Bomb cyclone, atmospheric river, polar vortex: How our weather terminology has grown with recent wild storms – the Los Angeles Times

March 31 - April 1, 2023 Satellite animation showing weather patterns off the coast of California (courtesy of NOAA)
March 31 - April 1, 2023 Satellite animation showing weather patterns off the coast of California (courtesy of NOAA)

Excerpt:
Californians have been warned over the past few months about weather ranging from a “vicious heat dome” to back-to-back “atmospheric rivers,” and the always-concerning “bomb cyclone.”

While it might feel as though recent weather has been dominated by a string of new phenomena, experts say these terms and events are well-established in the scientific world but simply novel to much of general public.

Many of these meteorological terms have entered the public discourse in recent years due to a combination factors: more extreme weather in the age of climate change, a new wave of scientific journalism and the virality of the internet and social media, which often helps promote such eye-popping phrases.
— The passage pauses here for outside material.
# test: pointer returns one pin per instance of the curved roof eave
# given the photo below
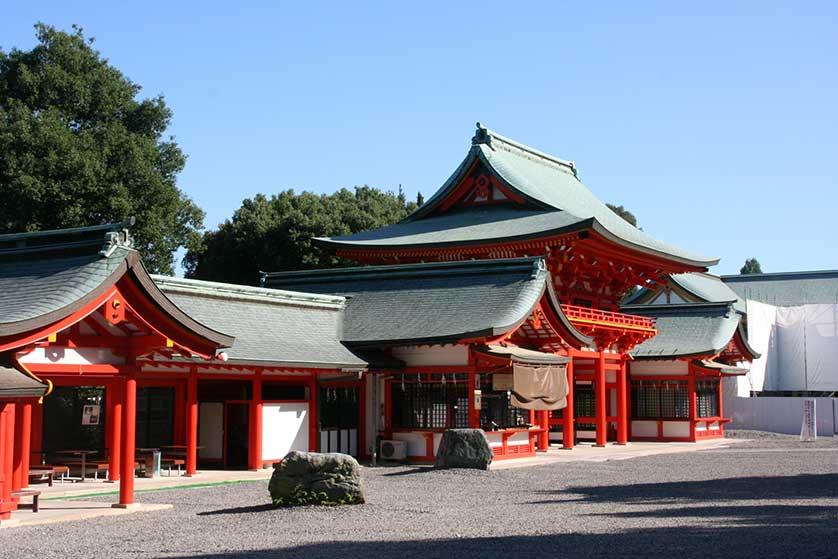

”We are hearing these terms more, and I think partially that’s in reaction to [the fact that] the weather’s gotten crazier,” said Jeff Masters, a meteorologist and writer for Yale Climate Connections. “[These terms] have been around scientifically for a long time, but they’re getting dusted off and trotted out here to … capture the extremity of what we’re seeing.”

James Marshall Shepherd, director of the University of Georgia’s Atmospheric Sciences Program, also credits a new wave of meteorological journalism for helping popularize these more scientific — as well as attention-grabbing — terms. That includes meteorologists writing for climate-focused websites or within established news outlets, like the Washington Post’s Capital Weather Gang.

“They started to bring some of that terminology out of the science literature into more popular writing,” Marshall Shepherd said. “These things like polar vortex and bombogenesis and atmospheric river and derecho, every one of those have been around for decades, particularly in the atmospheric sciences [and] meteorology literature…”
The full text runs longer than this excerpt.